Simba peut redevenir lui-même, sa vie va enfin être symbolisée par ce que l'on attendait : un soleil plein, cadré, brillant et tournant.
Ces images de soleil ne sont pas inutiles, ce ne sont pas de simples détails dans les arrière-plans. De toute manière, aucun décor dans le Roi lion n'est dénué de sens. Tous ont un réel intérêt.

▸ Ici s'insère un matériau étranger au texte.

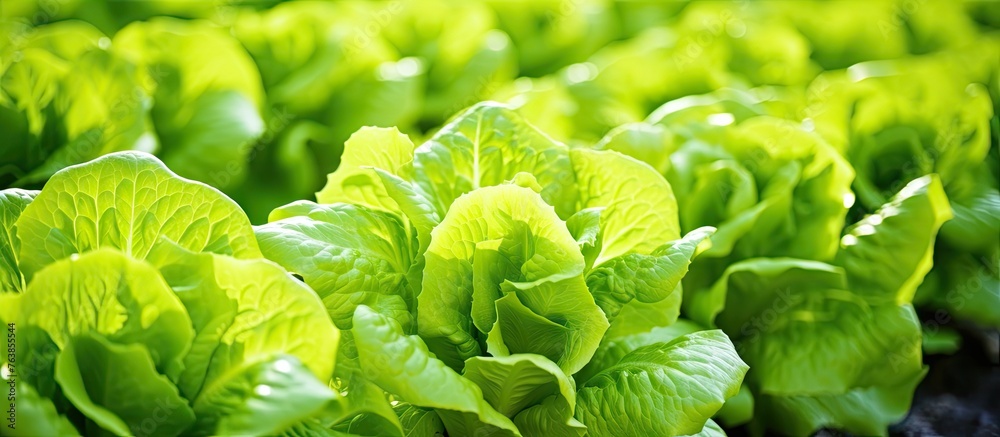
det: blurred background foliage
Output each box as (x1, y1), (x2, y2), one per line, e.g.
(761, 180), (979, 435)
(3, 0), (996, 224)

On ne place pas une jungle magnifique juste à côté d'un désert sans aucune signification.
Je ne vais pas analyser tout le film, je voulais juste parler de ces fameux plans qui me semblent essentiels pour comprendre comment les réalisateurs ont réussi à utiliser l'image et leur art au service de cette histoire.
Le Blu-ray vient juste de débarquer, avec une image magnifique et un son extrêmement bon (les musiques de Hans Zimmer font partie ce que j'ai entendu de plus beau au cinéma). Si le film n'est pas tout à fait identique à celui sorti en salles en 1994 (pas les mêmes logos, pas les mêmes bruits au début, pas le même plan avec les crocos), il nous épargne la version longue ridicule disponible sur le DVD (la scène est cependant visible dans les bonus). Ceux-ci sont excellents mais ne reprennent pas ceux de l'édition DVD de 2003. VO et VF font presque jeu égal (la VF est un peu moins bonne cependant en terme de puissance). A vous de choisir entre Jeremy Irons, James Earl Jones, Rowan Atkinson, Whoopy Goldberg et Matthew Broderick face à Jean Reno et Jean Piat.